Esses fatores comprovam que o jornalismo tem realmente se convertido diante das exigências do mercado já que, é através dos ganhos obtidos com a publicidade que uma redação se sustenta e se mantém. Assim, retoma-se a afirmação de Marshall que diz que o jornalismo é “uma simples esfera de sustentação para interesses eminentemente comerciais”.

Imparcialidade, objetividade, transparência e isenção são os alicerces pela qual a credibilidade jornalística se sustenta. Entretanto, diante de tamanha e expressiva preferência à boate Cinco e ao energético Burn em apenas uma matéria, pode-se até mesmo pensar que a marca Ragga, e principalmente sua revista, estejam vivenciando ou um momento de luta por uma sobrevivência no mercado (e por isso precisam se converter à publicidade, priorizando objetivos comerciais), ou então, uma estratégia para aderir mais um forte anunciante ao grupo – também de saliente interesse comercial. 43

Já na 43ª edição da revista Ragga, as primeiras descrições sobre a casa noturna Cheio de Graça são, de certa forma, apenas um ponto de vista do autor, pois o mesmo não faz uso de termos que se baseiam em conceitos duvidosos – apenas expõe os atrativos dela como os estilos musicais que podem ser ouvidos no local.

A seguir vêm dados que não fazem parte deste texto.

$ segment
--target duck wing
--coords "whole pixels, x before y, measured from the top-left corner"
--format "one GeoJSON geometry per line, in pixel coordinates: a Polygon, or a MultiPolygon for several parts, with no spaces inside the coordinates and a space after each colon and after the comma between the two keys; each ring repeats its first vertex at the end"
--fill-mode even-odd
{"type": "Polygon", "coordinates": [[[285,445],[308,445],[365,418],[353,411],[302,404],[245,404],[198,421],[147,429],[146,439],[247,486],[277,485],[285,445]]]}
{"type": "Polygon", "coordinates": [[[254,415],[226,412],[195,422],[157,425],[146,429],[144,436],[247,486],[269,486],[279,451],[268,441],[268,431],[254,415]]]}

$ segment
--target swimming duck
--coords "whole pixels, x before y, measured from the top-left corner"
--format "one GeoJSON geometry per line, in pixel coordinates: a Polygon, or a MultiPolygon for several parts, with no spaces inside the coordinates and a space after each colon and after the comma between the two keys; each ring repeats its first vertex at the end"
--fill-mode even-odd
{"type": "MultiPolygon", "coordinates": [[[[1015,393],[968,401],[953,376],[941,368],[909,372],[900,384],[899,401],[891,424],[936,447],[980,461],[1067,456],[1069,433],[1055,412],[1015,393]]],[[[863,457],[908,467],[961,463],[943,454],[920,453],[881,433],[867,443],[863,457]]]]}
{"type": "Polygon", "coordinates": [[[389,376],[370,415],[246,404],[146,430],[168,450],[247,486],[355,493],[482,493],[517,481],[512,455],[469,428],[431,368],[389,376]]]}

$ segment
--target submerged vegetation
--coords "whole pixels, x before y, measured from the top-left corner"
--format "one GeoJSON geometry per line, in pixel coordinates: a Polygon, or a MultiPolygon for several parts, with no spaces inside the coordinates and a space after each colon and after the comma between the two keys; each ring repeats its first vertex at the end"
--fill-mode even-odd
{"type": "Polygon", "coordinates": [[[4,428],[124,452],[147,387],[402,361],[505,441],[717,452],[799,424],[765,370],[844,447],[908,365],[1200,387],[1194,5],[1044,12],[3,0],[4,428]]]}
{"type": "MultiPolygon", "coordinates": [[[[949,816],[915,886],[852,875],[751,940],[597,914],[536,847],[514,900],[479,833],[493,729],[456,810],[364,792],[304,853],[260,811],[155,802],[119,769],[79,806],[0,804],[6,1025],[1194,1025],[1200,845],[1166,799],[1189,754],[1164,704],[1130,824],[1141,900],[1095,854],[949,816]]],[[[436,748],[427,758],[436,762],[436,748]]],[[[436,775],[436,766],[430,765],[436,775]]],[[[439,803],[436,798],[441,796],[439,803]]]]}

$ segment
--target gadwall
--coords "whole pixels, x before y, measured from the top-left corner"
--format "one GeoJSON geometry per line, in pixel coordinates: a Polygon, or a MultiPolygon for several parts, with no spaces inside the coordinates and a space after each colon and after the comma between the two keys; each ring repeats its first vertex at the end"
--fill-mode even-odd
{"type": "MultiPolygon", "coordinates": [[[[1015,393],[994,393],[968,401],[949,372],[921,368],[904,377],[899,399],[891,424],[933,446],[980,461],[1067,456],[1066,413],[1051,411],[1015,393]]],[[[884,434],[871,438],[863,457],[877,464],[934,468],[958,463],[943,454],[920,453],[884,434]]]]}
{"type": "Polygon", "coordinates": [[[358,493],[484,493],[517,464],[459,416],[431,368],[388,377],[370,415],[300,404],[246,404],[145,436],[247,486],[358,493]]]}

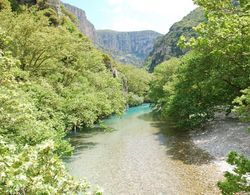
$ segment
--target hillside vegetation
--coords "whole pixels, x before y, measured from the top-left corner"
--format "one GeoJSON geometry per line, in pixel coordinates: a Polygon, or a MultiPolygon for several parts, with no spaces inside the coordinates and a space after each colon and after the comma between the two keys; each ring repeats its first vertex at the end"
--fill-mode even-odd
{"type": "Polygon", "coordinates": [[[153,50],[146,58],[146,68],[152,72],[158,64],[165,60],[184,55],[188,49],[178,46],[180,37],[185,36],[190,38],[196,36],[197,34],[193,30],[193,27],[196,27],[203,21],[205,21],[203,10],[196,8],[181,21],[176,22],[166,35],[159,37],[155,42],[153,50]]]}
{"type": "MultiPolygon", "coordinates": [[[[188,54],[155,68],[151,100],[180,128],[200,127],[216,112],[234,111],[250,121],[249,2],[195,2],[207,20],[195,28],[197,36],[180,37],[179,46],[191,50],[188,54]]],[[[219,183],[222,193],[249,192],[249,159],[231,153],[228,162],[236,166],[219,183]]]]}
{"type": "Polygon", "coordinates": [[[152,30],[132,32],[96,30],[84,10],[70,4],[61,3],[61,5],[63,5],[63,12],[68,12],[75,17],[74,23],[83,34],[100,50],[122,64],[142,67],[146,57],[153,50],[156,39],[162,36],[152,30]]]}
{"type": "Polygon", "coordinates": [[[0,193],[87,193],[64,168],[72,153],[64,137],[121,114],[131,99],[125,87],[143,99],[124,80],[148,81],[142,72],[113,75],[109,57],[46,1],[11,2],[0,1],[0,193]]]}

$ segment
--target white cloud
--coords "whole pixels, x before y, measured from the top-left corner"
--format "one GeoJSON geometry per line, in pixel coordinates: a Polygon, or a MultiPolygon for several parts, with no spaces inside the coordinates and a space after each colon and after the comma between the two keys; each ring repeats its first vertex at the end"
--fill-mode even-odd
{"type": "Polygon", "coordinates": [[[107,0],[114,30],[152,29],[166,33],[195,8],[192,0],[107,0]]]}

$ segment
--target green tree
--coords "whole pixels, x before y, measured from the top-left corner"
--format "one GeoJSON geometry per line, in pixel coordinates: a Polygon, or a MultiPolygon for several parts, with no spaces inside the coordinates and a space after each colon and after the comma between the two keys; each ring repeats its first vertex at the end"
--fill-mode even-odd
{"type": "Polygon", "coordinates": [[[168,112],[184,127],[202,124],[215,111],[230,110],[250,85],[248,5],[230,0],[195,2],[207,21],[195,28],[197,38],[180,39],[180,45],[191,47],[194,55],[183,60],[168,112]]]}
{"type": "Polygon", "coordinates": [[[116,65],[117,70],[125,81],[128,104],[135,106],[148,99],[149,83],[151,75],[144,69],[136,68],[132,65],[116,65]]]}
{"type": "Polygon", "coordinates": [[[163,114],[175,93],[174,87],[177,82],[177,71],[180,68],[180,64],[180,59],[171,58],[159,64],[153,72],[149,98],[163,114]]]}
{"type": "Polygon", "coordinates": [[[195,2],[205,10],[207,22],[195,28],[199,37],[191,38],[186,46],[209,56],[212,65],[207,71],[215,74],[237,96],[250,85],[249,5],[246,1],[233,3],[231,0],[195,2]]]}
{"type": "Polygon", "coordinates": [[[7,9],[7,10],[11,9],[11,5],[8,0],[0,0],[0,11],[3,9],[7,9]]]}
{"type": "Polygon", "coordinates": [[[238,114],[240,119],[244,122],[250,121],[250,88],[242,90],[242,96],[234,100],[237,104],[234,107],[234,112],[238,114]]]}
{"type": "Polygon", "coordinates": [[[37,6],[0,11],[0,157],[9,162],[0,163],[1,193],[85,192],[62,166],[60,158],[72,152],[64,137],[125,109],[122,82],[107,57],[67,15],[58,26],[45,13],[37,6]],[[53,147],[41,151],[47,144],[53,147]],[[23,167],[29,162],[36,165],[23,167]]]}
{"type": "Polygon", "coordinates": [[[226,179],[218,183],[222,194],[233,195],[239,192],[250,192],[250,160],[236,152],[231,152],[227,162],[235,168],[233,172],[226,172],[226,179]]]}
{"type": "Polygon", "coordinates": [[[89,184],[70,176],[47,140],[36,146],[19,147],[0,137],[1,194],[86,194],[89,184]]]}
{"type": "MultiPolygon", "coordinates": [[[[244,122],[250,121],[250,90],[243,90],[243,95],[236,98],[234,111],[244,122]]],[[[239,192],[250,192],[250,160],[236,152],[228,155],[227,162],[234,166],[233,172],[226,172],[224,181],[218,182],[223,194],[235,194],[239,192]]]]}

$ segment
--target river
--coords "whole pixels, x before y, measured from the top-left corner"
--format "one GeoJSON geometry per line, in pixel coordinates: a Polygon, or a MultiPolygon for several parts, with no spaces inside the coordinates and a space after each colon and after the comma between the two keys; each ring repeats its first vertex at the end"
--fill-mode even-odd
{"type": "Polygon", "coordinates": [[[67,167],[76,178],[86,178],[108,195],[220,194],[218,156],[204,148],[202,134],[176,131],[156,120],[149,104],[104,123],[114,131],[72,136],[76,151],[67,167]]]}

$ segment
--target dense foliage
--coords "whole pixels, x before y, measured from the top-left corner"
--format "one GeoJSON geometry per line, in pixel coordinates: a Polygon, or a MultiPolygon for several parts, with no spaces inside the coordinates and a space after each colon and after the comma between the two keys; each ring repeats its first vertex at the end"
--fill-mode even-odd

Já ao finalizar a matéria, a frase “envolvente e atual como a cidade que respira novidade, a casa se abre em opções prazerosas” está carregada de juízos de valor já que, as opções prazerosas referidas são incertas e não se tornam de conhecimento do leitor, dando margem para crer que as mesmas se referem a uma experiência particular do autor e que somente podem ser concedidas, após uma visita à boate.

Outro fato importante que pode ser observado nas edições de número 42 e 43 é que, consoante às constatações de Scalzo (2006), a assinatura do jornalista autor da secção não é divulgada – apenas os créditos das imagens que ilustram a matéria. Dessa forma, torna-se ainda mais evidente que a abordagem dada pela revista resume-se à mera publicidade, quando as assinaturas dos favorecidos (como os nomes das casas noturnas e do energético Burn) são as únicas explícitas e que podem ser facilmente identificada pelo leitor.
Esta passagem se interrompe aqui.